9. Failure of seals around drains, projecting pipes or other interruptions can be produced by membrane movement or aging. As such failure is sometimes obscure and very difficult to detect, careful inspection is needed.

   Pitch pots or mastic pans are going out of favour because of their unreliability. Aging of the sealant material or movement of the penetrating component may cause failure of the seal and require renewal of the material.

   Skylights are often constructed so that the light has to be sealed to the base, and failure of this seal results in leakage into the building. This may require a special gasket or caulking, but it must be done with the proper material to be successful.

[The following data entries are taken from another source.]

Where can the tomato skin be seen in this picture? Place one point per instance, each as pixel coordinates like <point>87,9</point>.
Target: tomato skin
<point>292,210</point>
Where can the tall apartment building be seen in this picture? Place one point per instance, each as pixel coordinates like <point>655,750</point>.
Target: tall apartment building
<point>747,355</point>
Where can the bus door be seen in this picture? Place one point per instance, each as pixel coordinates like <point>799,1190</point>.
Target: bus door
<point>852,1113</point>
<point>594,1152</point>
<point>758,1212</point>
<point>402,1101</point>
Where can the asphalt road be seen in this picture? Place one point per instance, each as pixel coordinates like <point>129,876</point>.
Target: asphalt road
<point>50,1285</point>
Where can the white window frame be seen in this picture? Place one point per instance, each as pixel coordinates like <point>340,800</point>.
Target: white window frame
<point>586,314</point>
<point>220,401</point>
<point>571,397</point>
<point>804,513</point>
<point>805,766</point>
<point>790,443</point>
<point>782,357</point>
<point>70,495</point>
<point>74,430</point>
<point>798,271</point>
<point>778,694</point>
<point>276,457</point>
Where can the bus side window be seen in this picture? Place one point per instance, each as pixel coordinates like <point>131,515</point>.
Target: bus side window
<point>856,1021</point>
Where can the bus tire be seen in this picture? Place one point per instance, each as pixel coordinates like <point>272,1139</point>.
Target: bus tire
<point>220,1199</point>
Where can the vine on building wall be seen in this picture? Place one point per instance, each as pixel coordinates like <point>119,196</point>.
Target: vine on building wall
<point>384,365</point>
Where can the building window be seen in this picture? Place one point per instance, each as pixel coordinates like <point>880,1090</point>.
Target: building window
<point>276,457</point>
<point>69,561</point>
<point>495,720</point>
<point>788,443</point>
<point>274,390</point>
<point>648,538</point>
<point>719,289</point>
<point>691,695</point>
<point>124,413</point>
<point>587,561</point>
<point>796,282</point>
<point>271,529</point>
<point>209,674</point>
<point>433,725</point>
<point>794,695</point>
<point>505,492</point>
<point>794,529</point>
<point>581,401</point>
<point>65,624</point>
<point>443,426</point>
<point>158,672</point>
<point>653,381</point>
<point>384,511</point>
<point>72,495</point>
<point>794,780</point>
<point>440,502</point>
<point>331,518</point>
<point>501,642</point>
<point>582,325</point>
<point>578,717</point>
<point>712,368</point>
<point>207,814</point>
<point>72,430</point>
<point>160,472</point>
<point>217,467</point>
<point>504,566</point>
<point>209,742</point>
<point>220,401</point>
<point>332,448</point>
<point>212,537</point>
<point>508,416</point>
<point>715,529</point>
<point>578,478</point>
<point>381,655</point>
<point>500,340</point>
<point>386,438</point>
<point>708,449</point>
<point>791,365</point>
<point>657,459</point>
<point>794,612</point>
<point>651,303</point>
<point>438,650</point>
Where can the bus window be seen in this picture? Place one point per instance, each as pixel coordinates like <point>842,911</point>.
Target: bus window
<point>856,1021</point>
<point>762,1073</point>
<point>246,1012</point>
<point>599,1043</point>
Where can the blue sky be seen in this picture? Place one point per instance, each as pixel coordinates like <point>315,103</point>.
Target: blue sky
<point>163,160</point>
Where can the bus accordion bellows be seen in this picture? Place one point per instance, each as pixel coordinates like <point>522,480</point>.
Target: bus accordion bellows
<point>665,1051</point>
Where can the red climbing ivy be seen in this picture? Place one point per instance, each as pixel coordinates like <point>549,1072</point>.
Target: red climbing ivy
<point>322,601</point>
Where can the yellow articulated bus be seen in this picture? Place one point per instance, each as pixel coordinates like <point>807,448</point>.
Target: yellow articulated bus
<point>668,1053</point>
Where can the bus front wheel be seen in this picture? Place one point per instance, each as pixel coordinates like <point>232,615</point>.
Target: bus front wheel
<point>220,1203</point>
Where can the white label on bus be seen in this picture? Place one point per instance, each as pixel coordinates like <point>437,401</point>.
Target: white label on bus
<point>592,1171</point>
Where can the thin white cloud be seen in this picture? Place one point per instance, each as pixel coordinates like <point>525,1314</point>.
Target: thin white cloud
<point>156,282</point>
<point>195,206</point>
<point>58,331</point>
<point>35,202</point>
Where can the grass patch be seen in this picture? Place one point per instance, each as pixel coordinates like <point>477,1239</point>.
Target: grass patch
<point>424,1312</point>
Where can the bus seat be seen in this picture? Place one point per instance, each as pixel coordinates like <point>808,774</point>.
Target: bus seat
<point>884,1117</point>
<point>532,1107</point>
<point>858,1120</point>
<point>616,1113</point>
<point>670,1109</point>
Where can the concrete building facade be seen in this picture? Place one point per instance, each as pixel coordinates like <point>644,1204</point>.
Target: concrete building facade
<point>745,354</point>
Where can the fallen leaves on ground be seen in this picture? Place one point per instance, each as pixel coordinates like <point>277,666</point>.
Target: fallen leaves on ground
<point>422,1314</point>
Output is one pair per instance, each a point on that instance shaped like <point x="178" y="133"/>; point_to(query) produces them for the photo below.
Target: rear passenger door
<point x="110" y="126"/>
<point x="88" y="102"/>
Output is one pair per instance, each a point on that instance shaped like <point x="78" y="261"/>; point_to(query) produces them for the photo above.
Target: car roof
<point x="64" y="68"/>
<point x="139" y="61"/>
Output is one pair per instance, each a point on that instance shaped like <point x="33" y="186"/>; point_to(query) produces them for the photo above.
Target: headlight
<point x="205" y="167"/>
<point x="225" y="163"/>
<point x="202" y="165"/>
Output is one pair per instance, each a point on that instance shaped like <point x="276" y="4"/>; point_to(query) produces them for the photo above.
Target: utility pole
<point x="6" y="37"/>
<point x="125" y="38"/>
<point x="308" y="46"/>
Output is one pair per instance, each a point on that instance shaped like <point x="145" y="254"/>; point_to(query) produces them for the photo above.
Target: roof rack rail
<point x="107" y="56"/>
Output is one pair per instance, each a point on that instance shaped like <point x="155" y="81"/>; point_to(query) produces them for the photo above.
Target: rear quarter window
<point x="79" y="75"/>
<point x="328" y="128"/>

10. Through-the-wall or cap flashings provide excellent protection against the flow of water from above. Counterflashings may be set into reglets with lead wedges and sealed with a caulking compound. If the seal fails because of aging or component movement, it should be removed, the flashing secured and the sealant renewed because water moving down the wall can flow behind the counterflashing and into the roof or building. Any damage to the counterflashing that allows water to leak through must be remedied, for example, popped rivets, corrosion, bending.

    Base flashing should extend high enough to prevent backflow of water over it. Membrane migration may draw it downward or tear it, or if it has not been properly supported by the cant strip it may be punctured. If exposed because of poor design or loss of protective cover, it may be aged by the sun.

11. As water is a major cause of roof deterioration it should be drained away as quickly as possible. Inspection should ensure that drains are not plugged. If the water ponds because drains are too high, pumps can be used to remove it or, in extreme cases, new drains provided at low points.
    

Flat roofs are made up of rather fragile materials subject to a host of stresses from man and weather that can result in serious problems. The program of inspection and maintenance suggested in this Digest can help to prevent roofing failures or permit repairs to be carried out at an early stage. The benefits are obvious. Replacement of a roof that has failed or requires extensive repairs is not only expensive but also highly inconvenient for those occupying the space beneath.

A variety of devices can be employed to make inspections more effective. Nuclear moisture meters, electrical resistance meters, and infrared photography can detect wet insulation; infrared thermometers can measure bitumen temperature; devices are available for checking bitumen viscosity; and chemicals that fluoresce in ultra violet light can be helpful in locating roof leaks.